Showing 6 changed files with 1,161 additions and 56 deletions.
diff --git a/README.md b/README.md
@@ -4,19 +4,21 @@ This repository is an inference repo similar to that of the ESRGAN inference rep
 
 ## Currently supported architectures
 
-- SOFVSR (@Victorca25's BasicSR Version)
+- SOFVSR ([victorca25's BasicSR](https://github.com/victorca25/BasicSR/tree/dev2) Version)
+  - Original SOFVSR SR net
+  - RRDB SR net
 
 ## Additional features
 
-- Automatic scale, number of frames, and number of channels detection
+- Automatic scale, number of frames, number of channels, and SR architecture detection
 - Automatic beginning and end frame padding so frames 1 and -1 get included in output
 - Direct video input and output through ffmpeg
 
 ## Using this repo
 
 Requirements: `numpy, opencv-python, pytorch`
 
-Optional requirements: `ffmpeg-python` (to use video input/output)
+Optional requirements: `ffmpeg-python` to use video input/output (requires ffmpeg to be installed)
 
 ### Upscaling exported frames
 
@@ -41,9 +43,9 @@ Optional requirements: `ffmpeg-python` (to use video input/output)
 
 ## Planned architecture support
 
+- RIFE
 - EDVR
 - RRN
-- RIFE
 
 ## Planned additional features
 

diff --git a/run.py b/run.py
@@ -71,7 +71,7 @@ def chop_forward(x, model, scale, shave=16, min_size=5000, nGPUs=1):
 
     # output = Variable(x.data.new(1, 1, h, w), volatile=True) #UserWarning: volatile was removed and now has no effect. Use `with torch.no_grad():` instead.

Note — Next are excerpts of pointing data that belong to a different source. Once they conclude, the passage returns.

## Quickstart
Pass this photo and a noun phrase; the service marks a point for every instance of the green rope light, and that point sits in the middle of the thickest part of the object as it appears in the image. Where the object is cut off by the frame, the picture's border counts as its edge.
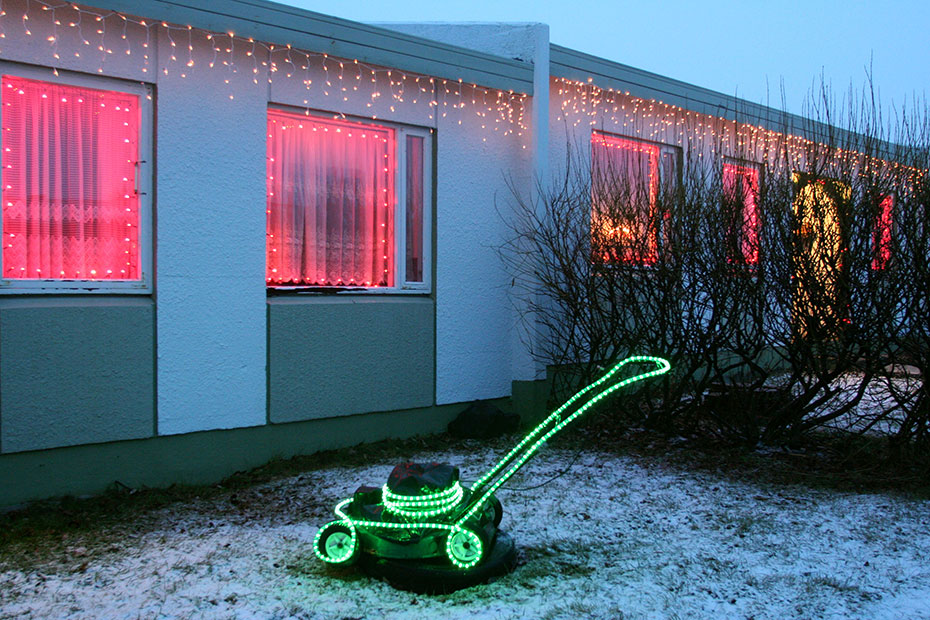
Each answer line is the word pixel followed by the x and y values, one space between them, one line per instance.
pixel 422 506
pixel 337 541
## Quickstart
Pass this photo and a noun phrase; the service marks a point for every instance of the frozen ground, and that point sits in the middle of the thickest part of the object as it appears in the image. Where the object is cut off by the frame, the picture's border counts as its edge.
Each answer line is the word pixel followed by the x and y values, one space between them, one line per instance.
pixel 615 537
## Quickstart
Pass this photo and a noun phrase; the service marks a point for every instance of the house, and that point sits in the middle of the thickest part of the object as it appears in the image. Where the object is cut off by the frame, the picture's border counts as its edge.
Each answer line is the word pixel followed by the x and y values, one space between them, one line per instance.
pixel 236 230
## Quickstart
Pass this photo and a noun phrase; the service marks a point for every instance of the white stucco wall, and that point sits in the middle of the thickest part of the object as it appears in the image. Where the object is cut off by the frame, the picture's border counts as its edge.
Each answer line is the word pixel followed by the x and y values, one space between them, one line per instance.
pixel 528 42
pixel 209 221
pixel 210 245
pixel 209 204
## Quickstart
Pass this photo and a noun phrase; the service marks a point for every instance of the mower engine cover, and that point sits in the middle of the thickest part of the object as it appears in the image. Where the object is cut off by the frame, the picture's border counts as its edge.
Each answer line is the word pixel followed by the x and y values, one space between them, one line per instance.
pixel 413 479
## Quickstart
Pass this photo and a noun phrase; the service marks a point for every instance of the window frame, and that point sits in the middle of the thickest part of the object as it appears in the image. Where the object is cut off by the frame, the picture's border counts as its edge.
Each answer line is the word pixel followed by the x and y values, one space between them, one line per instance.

     with torch.no_grad():
-        output = Variable(x.data.new(1, 1, h, w))
+        output = Variable(x.data.new(1, c, h, w))
     for idx, out in enumerate(outputlist):
         if len(out.shape) < 4:
             outputlist[idx] = out.unsqueeze(0)

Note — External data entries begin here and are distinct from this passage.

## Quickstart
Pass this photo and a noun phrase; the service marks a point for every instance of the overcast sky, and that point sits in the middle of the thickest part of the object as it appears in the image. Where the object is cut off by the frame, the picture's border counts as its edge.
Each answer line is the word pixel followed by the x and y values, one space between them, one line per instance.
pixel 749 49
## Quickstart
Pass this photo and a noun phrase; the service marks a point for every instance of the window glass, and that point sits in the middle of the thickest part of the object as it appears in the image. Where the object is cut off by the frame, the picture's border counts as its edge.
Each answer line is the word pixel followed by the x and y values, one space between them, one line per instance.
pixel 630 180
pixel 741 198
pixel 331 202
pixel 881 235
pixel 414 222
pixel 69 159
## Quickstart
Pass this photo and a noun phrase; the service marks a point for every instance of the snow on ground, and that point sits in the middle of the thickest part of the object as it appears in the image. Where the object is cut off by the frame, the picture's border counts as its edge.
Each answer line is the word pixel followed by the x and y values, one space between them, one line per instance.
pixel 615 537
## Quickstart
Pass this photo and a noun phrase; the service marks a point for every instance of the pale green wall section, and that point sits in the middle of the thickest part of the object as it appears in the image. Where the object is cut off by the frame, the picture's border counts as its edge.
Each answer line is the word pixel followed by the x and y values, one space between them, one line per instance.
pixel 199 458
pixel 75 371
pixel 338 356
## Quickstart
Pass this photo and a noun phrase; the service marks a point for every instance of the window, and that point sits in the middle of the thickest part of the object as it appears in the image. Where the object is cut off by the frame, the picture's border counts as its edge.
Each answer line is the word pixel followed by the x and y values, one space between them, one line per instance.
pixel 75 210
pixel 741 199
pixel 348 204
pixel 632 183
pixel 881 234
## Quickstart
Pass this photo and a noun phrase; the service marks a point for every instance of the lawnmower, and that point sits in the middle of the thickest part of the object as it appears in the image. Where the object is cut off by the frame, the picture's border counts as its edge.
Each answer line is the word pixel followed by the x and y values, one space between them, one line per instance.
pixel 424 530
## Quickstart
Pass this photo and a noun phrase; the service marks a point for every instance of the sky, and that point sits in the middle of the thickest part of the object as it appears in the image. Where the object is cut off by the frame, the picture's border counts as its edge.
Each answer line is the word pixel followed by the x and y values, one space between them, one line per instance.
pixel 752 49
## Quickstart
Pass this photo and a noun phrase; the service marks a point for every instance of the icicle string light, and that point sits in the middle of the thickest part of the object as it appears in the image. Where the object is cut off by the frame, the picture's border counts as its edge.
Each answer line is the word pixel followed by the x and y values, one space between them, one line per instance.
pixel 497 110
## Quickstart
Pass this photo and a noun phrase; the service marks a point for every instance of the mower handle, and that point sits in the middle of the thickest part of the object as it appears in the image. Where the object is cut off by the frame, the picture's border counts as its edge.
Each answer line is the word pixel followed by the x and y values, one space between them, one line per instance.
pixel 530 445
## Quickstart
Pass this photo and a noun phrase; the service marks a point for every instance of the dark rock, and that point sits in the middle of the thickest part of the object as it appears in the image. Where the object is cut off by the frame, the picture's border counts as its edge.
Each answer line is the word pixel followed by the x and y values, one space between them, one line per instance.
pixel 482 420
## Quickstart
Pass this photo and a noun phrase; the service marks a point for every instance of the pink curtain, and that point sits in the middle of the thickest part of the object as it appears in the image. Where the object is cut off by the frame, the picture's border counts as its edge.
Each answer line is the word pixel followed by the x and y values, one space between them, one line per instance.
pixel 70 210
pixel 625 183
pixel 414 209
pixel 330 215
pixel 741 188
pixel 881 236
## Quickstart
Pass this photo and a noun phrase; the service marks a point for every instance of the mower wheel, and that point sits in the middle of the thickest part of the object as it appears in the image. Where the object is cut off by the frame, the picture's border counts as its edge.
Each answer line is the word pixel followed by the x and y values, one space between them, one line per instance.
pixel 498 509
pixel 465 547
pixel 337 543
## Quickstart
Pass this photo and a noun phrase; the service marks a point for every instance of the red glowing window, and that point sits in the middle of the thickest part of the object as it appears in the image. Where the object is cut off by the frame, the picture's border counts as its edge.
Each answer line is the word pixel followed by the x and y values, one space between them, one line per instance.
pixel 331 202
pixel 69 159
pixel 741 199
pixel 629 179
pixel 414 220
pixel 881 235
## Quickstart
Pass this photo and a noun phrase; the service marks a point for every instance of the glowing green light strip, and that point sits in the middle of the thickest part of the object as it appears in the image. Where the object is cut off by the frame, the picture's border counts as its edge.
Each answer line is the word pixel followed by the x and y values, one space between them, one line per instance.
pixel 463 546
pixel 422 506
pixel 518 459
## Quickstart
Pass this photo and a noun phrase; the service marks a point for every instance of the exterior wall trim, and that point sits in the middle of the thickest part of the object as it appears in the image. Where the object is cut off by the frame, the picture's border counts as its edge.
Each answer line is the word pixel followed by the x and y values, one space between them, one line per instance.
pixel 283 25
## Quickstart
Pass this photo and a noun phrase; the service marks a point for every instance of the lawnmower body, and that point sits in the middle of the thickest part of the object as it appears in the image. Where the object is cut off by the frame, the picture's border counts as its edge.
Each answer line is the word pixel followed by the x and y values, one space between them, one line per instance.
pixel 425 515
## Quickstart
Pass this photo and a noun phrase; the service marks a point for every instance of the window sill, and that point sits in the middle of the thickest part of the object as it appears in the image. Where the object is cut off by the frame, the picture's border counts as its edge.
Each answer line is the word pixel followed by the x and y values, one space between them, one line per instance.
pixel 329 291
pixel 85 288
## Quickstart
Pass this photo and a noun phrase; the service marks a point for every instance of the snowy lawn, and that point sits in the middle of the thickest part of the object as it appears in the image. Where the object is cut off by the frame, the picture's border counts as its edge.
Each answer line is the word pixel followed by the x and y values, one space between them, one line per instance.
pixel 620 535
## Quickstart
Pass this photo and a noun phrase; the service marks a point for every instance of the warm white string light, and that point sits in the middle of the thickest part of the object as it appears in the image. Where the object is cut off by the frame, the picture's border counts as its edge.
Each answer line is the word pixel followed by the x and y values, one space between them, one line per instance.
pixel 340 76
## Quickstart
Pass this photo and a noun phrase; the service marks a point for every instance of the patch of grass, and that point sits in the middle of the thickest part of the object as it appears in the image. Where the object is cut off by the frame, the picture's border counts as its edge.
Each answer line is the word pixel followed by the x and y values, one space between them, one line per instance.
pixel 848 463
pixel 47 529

@@ -85,30 +85,63 @@ def chop_forward(x, model, scale, shave=16, min_size=5000, nGPUs=1):
 def main():
     state_dict = torch.load(args.model)
 
-    # Automatic scale detection
+    # Extract num_channels
+    num_channels = state_dict['OFR.RNN1.0.weight'].shape[0]
+
+    # Automatic scale detection & arch detection
     keys = state_dict.keys()
-    if 'OFR.SR.3.weight' in keys:
-        scale = 1
-    elif 'SR.body.6.bias' in keys:
-        # 2 and 3 share the same architecture keys so here we check the shape
-        if state_dict['SR.body.3.weight'].shape[0] == 256:
-            scale = 2
-        elif state_dict['SR.body.3.weight'].shape[0] == 576:
-            scale = 3
-    elif 'SR.body.9.bias' in keys:
-        scale = 4
+    # ESRGAN RRDB SR net
+    if 'SR.model.1.sub.0.RDB1.conv1.0.weight' in keys:
+         # extract model information
+        scale2 = 0
+        max_part = 0
+        for part in list(state_dict):
+            if part.startswith('SR.'):
+                parts = part.split('.')[1:]
+                n_parts = len(parts)
+                if n_parts == 5 and parts[2] == 'sub':
+                    nb = int(parts[3])
+                elif n_parts == 3:
+                    part_num = int(parts[1])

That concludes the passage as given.